Randle, Reese W; Balentine, Courtney J; Wendt, Elizabeth; Schneider, David F; Chen, Herbert; Sippel, Rebecca S.
Afiliação
  • Randle RW; Department of Surgery, University of Wisconsin, Madison, Wisconsin. Electronic address: randle@surgery.wisc.edu.
  • Balentine CJ; Department of Surgery, University of Wisconsin, Madison, Wisconsin.
  • Wendt E; Department of Surgery, University of Wisconsin, Madison, Wisconsin.
  • Schneider DF; Department of Surgery, University of Wisconsin, Madison, Wisconsin.
  • Chen H; Department of Surgery, University of Alabama, Birmingham, Alabama.
  • Sippel RS; Department of Surgery, University of Wisconsin, Madison, Wisconsin.

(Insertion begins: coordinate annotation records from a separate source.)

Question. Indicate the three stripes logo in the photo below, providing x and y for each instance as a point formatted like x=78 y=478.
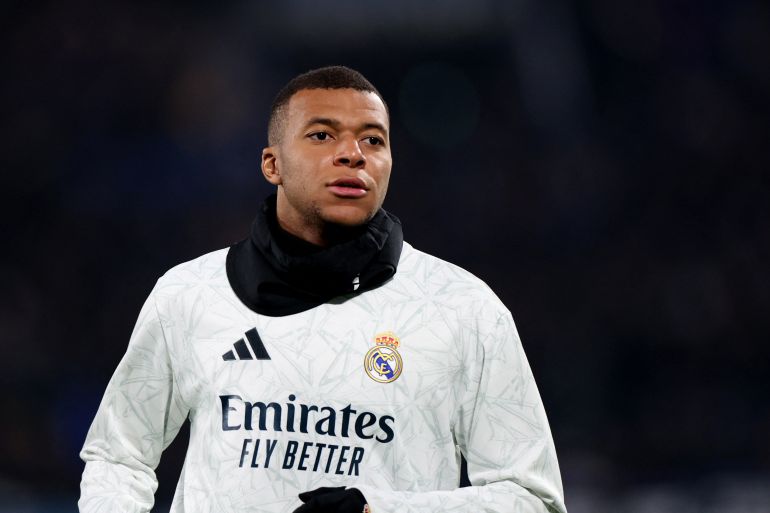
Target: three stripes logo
x=242 y=351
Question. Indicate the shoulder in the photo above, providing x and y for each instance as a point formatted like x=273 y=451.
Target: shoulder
x=448 y=283
x=207 y=269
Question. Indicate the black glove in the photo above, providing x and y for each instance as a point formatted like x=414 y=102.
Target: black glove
x=332 y=500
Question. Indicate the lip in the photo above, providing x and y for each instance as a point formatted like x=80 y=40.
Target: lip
x=348 y=187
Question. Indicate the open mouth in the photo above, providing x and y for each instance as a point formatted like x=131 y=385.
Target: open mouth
x=348 y=188
x=349 y=183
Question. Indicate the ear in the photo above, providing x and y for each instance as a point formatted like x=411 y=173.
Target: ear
x=270 y=166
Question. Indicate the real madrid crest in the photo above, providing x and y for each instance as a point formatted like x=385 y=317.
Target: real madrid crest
x=382 y=363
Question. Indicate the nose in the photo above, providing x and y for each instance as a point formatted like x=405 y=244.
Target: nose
x=349 y=154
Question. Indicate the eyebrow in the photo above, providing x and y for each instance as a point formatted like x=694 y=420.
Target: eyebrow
x=333 y=123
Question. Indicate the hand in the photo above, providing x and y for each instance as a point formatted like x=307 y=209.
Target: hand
x=332 y=500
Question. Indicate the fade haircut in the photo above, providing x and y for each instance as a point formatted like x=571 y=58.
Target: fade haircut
x=329 y=77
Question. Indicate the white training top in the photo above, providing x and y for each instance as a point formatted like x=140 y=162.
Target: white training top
x=380 y=391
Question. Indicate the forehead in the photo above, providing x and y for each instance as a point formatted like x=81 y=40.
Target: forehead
x=348 y=106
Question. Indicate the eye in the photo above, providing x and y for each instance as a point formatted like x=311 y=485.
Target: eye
x=319 y=136
x=374 y=140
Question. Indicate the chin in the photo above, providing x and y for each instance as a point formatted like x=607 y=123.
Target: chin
x=349 y=216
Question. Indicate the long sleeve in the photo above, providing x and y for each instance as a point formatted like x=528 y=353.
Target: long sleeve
x=140 y=414
x=502 y=430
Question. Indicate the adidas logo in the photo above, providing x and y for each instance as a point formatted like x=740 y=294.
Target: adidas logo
x=258 y=350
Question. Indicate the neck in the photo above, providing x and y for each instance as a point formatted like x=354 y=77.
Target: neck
x=322 y=235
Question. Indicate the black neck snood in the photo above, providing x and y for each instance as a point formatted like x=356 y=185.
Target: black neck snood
x=276 y=274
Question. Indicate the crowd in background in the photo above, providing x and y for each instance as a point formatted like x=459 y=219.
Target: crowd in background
x=602 y=165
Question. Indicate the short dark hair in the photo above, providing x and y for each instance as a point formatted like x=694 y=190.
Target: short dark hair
x=328 y=77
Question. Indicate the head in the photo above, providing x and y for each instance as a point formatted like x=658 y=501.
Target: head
x=329 y=152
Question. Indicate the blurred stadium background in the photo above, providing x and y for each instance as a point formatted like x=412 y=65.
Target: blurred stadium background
x=603 y=165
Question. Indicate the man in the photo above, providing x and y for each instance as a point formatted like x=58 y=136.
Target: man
x=323 y=356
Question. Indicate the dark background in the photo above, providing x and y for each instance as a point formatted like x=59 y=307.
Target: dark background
x=603 y=165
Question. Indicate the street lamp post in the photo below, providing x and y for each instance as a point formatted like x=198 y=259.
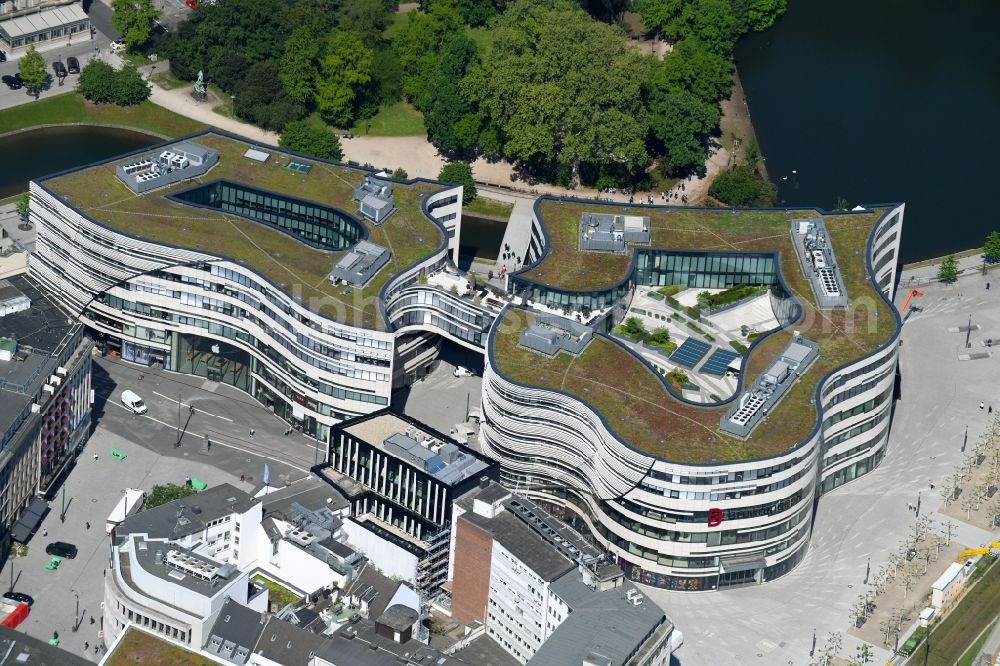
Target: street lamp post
x=76 y=613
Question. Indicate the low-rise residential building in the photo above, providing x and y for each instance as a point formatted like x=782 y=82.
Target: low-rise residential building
x=545 y=594
x=45 y=408
x=26 y=22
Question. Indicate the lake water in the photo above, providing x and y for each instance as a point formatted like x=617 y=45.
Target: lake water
x=48 y=150
x=879 y=102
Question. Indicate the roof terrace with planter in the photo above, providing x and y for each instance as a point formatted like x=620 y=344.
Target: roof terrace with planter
x=184 y=212
x=645 y=409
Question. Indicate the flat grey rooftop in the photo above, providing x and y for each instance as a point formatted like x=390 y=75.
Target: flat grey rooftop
x=235 y=632
x=311 y=494
x=146 y=557
x=189 y=515
x=406 y=439
x=523 y=543
x=358 y=645
x=599 y=622
x=284 y=643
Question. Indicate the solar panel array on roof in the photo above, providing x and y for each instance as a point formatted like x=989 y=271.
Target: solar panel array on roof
x=690 y=352
x=718 y=362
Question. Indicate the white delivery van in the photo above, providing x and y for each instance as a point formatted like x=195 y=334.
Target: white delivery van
x=133 y=402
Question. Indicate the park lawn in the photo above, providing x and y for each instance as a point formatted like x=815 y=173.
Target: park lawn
x=399 y=119
x=277 y=593
x=72 y=108
x=139 y=647
x=970 y=655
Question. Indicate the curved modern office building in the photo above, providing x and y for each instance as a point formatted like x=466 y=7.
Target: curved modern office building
x=319 y=288
x=695 y=494
x=314 y=286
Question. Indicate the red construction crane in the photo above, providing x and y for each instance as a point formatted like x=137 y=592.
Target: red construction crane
x=913 y=292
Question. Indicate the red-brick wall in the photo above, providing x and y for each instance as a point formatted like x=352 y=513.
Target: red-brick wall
x=471 y=586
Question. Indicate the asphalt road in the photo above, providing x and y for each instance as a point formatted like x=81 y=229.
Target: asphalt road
x=773 y=624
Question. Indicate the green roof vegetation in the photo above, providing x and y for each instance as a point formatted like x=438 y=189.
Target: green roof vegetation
x=632 y=399
x=299 y=270
x=138 y=647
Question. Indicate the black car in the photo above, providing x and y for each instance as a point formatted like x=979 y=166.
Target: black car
x=61 y=549
x=19 y=597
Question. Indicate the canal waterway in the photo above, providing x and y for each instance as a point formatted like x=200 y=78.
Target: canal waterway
x=881 y=102
x=47 y=150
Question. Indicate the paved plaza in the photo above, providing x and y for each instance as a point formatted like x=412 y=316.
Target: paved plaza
x=940 y=395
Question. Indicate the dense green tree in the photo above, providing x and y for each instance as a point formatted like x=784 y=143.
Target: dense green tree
x=991 y=247
x=168 y=492
x=31 y=66
x=948 y=271
x=682 y=123
x=761 y=14
x=713 y=23
x=298 y=65
x=97 y=82
x=310 y=139
x=447 y=107
x=460 y=173
x=213 y=35
x=261 y=100
x=478 y=12
x=418 y=43
x=130 y=87
x=662 y=17
x=346 y=67
x=23 y=206
x=692 y=67
x=366 y=18
x=742 y=186
x=561 y=88
x=134 y=19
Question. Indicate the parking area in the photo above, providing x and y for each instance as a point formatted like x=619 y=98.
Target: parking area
x=441 y=399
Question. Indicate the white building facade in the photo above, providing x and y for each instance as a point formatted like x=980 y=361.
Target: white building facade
x=654 y=514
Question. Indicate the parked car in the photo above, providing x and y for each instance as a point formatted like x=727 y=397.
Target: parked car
x=61 y=549
x=132 y=400
x=19 y=597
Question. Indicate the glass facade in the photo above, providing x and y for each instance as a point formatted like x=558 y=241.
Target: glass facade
x=320 y=226
x=704 y=270
x=701 y=270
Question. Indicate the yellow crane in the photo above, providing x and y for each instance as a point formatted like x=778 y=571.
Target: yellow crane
x=993 y=548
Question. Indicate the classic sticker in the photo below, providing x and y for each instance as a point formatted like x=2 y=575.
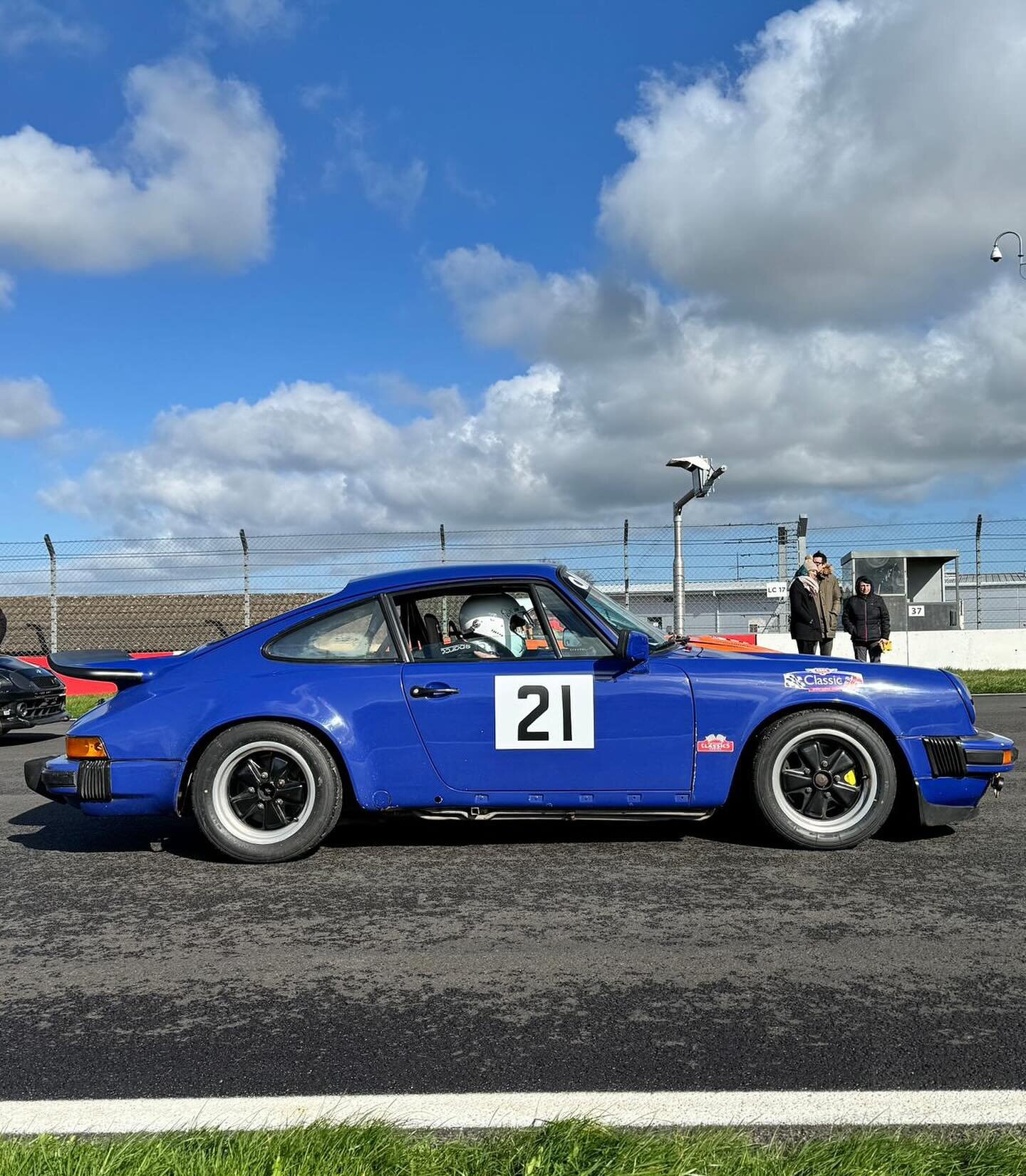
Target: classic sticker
x=545 y=712
x=819 y=677
x=715 y=744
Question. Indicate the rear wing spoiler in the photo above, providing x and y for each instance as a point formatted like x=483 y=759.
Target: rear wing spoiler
x=100 y=665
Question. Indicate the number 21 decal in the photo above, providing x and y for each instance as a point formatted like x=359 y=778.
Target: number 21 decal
x=551 y=712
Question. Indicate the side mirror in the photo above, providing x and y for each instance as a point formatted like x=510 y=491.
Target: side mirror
x=633 y=647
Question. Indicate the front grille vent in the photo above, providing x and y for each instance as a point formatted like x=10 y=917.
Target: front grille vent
x=93 y=780
x=948 y=756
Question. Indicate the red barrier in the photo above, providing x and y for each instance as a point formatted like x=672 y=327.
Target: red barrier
x=83 y=685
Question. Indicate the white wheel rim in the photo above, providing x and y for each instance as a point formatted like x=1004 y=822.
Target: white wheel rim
x=851 y=816
x=225 y=794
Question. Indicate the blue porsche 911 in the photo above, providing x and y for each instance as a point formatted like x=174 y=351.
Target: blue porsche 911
x=509 y=690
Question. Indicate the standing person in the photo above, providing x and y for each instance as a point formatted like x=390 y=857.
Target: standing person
x=807 y=623
x=866 y=620
x=827 y=600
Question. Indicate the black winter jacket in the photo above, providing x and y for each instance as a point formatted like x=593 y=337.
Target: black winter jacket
x=807 y=623
x=866 y=618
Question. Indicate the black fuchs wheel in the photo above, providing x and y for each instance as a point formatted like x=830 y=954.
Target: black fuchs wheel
x=266 y=791
x=824 y=779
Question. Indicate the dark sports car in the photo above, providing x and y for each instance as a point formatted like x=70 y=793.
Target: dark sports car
x=28 y=695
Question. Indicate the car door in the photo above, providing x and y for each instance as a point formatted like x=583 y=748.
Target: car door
x=572 y=720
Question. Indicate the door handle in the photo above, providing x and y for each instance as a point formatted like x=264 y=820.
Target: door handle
x=432 y=690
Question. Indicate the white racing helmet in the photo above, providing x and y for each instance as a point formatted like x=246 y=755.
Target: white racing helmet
x=496 y=616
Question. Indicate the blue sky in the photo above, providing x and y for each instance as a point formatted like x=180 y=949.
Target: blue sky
x=447 y=175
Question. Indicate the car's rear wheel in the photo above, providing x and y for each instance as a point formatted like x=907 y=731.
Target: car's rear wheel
x=824 y=779
x=266 y=791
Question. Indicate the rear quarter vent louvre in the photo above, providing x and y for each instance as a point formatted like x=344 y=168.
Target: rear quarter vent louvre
x=946 y=755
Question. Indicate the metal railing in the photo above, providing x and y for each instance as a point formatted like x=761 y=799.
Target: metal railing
x=160 y=594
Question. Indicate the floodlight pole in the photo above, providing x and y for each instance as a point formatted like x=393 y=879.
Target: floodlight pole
x=703 y=478
x=995 y=253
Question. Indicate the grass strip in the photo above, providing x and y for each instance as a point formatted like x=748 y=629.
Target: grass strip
x=993 y=681
x=569 y=1148
x=81 y=704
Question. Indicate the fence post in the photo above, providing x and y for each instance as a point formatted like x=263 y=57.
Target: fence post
x=445 y=599
x=48 y=542
x=979 y=551
x=626 y=565
x=245 y=543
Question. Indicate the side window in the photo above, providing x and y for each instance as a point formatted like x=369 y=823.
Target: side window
x=469 y=623
x=574 y=635
x=357 y=633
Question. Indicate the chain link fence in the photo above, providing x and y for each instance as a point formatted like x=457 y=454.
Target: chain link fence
x=166 y=594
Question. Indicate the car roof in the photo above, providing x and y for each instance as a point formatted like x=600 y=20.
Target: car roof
x=447 y=573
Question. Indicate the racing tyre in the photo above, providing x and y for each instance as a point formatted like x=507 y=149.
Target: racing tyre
x=266 y=791
x=824 y=779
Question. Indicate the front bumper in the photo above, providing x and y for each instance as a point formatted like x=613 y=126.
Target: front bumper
x=955 y=771
x=30 y=708
x=106 y=787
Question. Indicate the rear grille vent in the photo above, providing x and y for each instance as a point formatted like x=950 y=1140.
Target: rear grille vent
x=93 y=780
x=948 y=756
x=41 y=708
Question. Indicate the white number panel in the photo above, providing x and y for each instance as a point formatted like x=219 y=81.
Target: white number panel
x=544 y=712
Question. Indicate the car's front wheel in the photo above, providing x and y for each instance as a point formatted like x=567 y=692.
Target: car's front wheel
x=266 y=791
x=824 y=779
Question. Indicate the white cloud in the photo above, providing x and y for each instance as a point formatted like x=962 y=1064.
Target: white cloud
x=25 y=24
x=859 y=168
x=392 y=189
x=618 y=381
x=198 y=180
x=249 y=18
x=26 y=408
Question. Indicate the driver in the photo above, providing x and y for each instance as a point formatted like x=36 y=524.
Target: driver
x=500 y=620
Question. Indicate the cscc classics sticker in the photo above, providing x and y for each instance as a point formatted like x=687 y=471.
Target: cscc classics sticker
x=715 y=744
x=818 y=677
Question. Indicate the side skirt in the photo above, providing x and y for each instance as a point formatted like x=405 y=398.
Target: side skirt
x=479 y=814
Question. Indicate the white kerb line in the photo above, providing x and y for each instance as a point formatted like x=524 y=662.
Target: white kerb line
x=628 y=1109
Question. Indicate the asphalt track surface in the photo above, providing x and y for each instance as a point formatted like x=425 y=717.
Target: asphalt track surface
x=417 y=957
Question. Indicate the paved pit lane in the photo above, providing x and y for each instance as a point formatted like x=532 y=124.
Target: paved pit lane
x=410 y=957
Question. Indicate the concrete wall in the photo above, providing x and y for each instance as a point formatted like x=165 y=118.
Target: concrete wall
x=948 y=648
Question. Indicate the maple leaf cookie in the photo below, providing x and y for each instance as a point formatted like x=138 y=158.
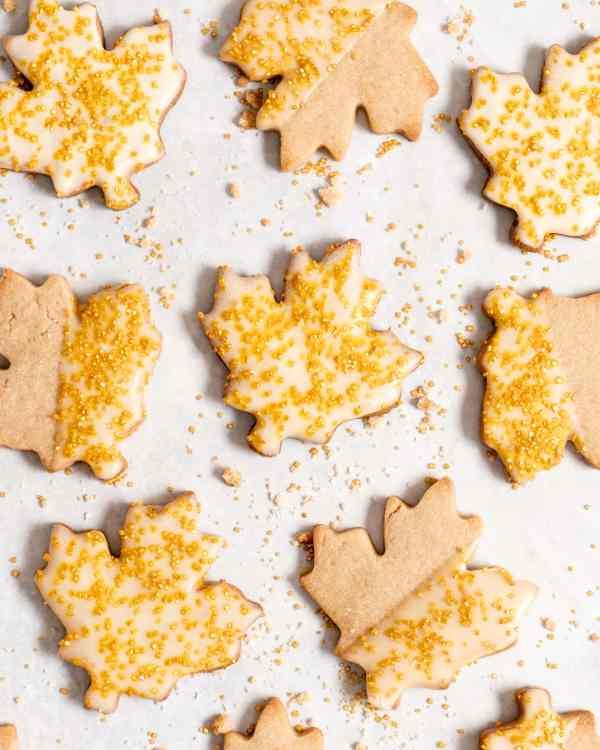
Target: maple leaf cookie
x=306 y=364
x=541 y=149
x=539 y=726
x=274 y=732
x=8 y=738
x=542 y=383
x=415 y=615
x=333 y=56
x=139 y=622
x=75 y=385
x=92 y=116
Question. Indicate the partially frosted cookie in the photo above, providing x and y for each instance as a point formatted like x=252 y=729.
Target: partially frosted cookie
x=539 y=727
x=74 y=388
x=541 y=149
x=333 y=57
x=274 y=732
x=542 y=380
x=139 y=622
x=92 y=116
x=8 y=738
x=415 y=615
x=306 y=364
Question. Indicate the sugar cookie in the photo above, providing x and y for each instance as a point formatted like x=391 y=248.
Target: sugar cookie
x=75 y=385
x=333 y=57
x=306 y=364
x=539 y=727
x=541 y=149
x=274 y=732
x=542 y=381
x=414 y=616
x=92 y=116
x=139 y=622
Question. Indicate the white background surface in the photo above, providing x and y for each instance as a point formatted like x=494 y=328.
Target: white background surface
x=536 y=532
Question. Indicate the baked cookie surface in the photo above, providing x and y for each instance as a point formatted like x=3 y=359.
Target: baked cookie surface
x=273 y=731
x=415 y=615
x=139 y=622
x=541 y=149
x=92 y=116
x=78 y=371
x=539 y=726
x=542 y=384
x=311 y=361
x=333 y=57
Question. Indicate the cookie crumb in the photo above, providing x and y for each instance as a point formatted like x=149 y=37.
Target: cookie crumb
x=231 y=477
x=233 y=190
x=221 y=724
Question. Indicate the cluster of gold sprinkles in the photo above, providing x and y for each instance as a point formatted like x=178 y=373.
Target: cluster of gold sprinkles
x=140 y=622
x=528 y=409
x=305 y=365
x=93 y=115
x=301 y=41
x=539 y=726
x=543 y=150
x=453 y=619
x=109 y=352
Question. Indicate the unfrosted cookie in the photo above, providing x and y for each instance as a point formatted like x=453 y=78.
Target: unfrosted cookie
x=539 y=727
x=415 y=615
x=307 y=363
x=92 y=116
x=8 y=738
x=75 y=385
x=333 y=57
x=542 y=380
x=139 y=622
x=274 y=732
x=541 y=149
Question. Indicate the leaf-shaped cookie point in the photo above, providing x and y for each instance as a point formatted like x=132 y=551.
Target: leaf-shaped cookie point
x=541 y=149
x=333 y=57
x=274 y=732
x=539 y=726
x=93 y=116
x=75 y=385
x=139 y=622
x=542 y=382
x=306 y=364
x=8 y=738
x=415 y=615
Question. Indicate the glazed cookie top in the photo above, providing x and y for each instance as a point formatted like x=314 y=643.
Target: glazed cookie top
x=93 y=115
x=75 y=387
x=542 y=383
x=539 y=727
x=139 y=622
x=301 y=41
x=333 y=57
x=273 y=730
x=541 y=148
x=421 y=627
x=307 y=363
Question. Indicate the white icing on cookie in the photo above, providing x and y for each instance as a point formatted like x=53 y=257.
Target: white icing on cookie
x=528 y=411
x=109 y=352
x=542 y=149
x=454 y=619
x=307 y=364
x=93 y=116
x=140 y=622
x=303 y=43
x=539 y=728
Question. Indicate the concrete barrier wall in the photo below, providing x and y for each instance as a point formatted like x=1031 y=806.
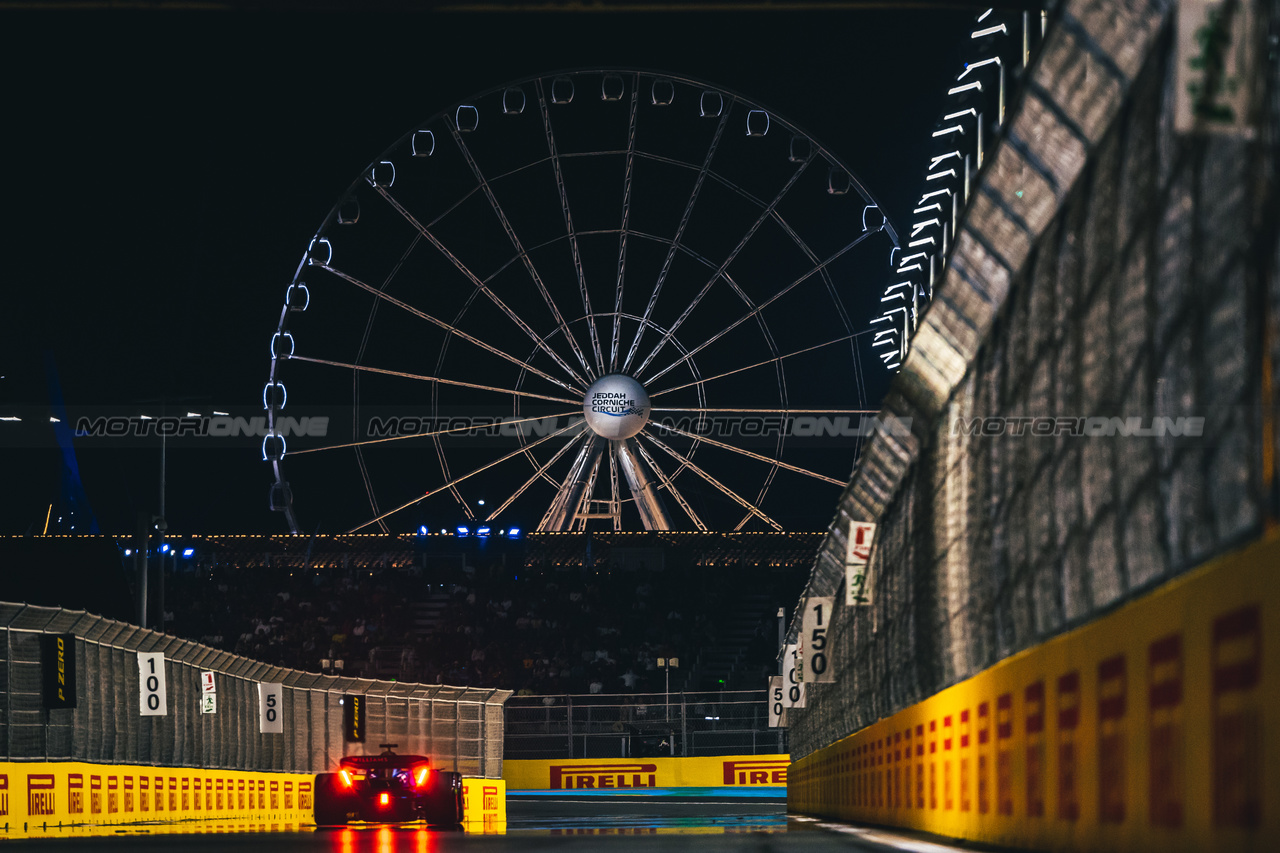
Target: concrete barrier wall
x=41 y=794
x=1109 y=265
x=46 y=799
x=460 y=729
x=1150 y=729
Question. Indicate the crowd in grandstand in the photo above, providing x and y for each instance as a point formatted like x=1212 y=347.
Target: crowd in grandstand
x=557 y=630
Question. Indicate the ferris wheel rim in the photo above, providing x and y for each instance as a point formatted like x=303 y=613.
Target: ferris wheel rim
x=817 y=153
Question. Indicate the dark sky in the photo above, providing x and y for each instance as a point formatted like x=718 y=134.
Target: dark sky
x=167 y=169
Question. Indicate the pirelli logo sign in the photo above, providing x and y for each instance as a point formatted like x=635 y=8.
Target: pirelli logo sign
x=755 y=772
x=41 y=798
x=603 y=776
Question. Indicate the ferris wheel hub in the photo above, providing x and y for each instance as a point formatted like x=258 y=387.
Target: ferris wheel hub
x=616 y=406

J Surg Res ; 204(1): 94-100, 2016 07.
Article em En | MEDLINE | ID: mdl-27451873
BACKGROUND: Vitamin D deficiency is common in patients with hyperparathyroidism, but the importance of replacement before surgery is controversial. We aimed to evaluate the impact of vitamin D deficiency on the extent of resection and risk of postoperative hypocalcemia for patients undergoing parathyroidectomy for primary hyperparathyroidism. METHODS: We identified patients with primary hyperparathyroidism undergoing parathyroid surgery between 2000 and 2015 using a prospectively maintained database. Patients with normal (≥30 ng/mL) vitamin D were compared to those with levels less than 30 ng/mL. RESULTS: There were 1015 (54%) patients with normal vitamin D and 872 (46%) patients with vitamin D deficiency undergoing parathyroidectomy for primary hyperparathyroidism. Vitamin D deficiency was associated with higher preoperative parathyroid hormone (median 90 versus 77 pg/mL, P < 0.001) and calcium (median 10.5 versus 10.4 mg/dL, P < 0.001) compared with normal vitamin D. To achieve similar cure rates, patients with vitamin D deficiency were less likely to require removal of more than one gland (20% versus 30%, P < 0.001) than patients with normal vitamin D. Patients with vitamin D deficiency had similar rates of persistent (1.5% versus 2.0%, P = 0.43) and recurrent (1.7% versus 2.6%, P = 0.21) hyperparathyroidism. Postoperatively, both groups had equivalent rates of transient (2.3% versus 2.3%, P = 0.97) and permanent (0.2% versus 0.4%, P = 0.52) hypocalcemia. CONCLUSIONS: Restoring vitamin D in deficient patients should not delay the appropriate surgical treatment of primary hyperparathyroidism. Deficient patients are more likely to be cured with the excision of a single adenoma and no more likely to suffer persistence, recurrence, or hypocalcemia than patients with normal vitamin D.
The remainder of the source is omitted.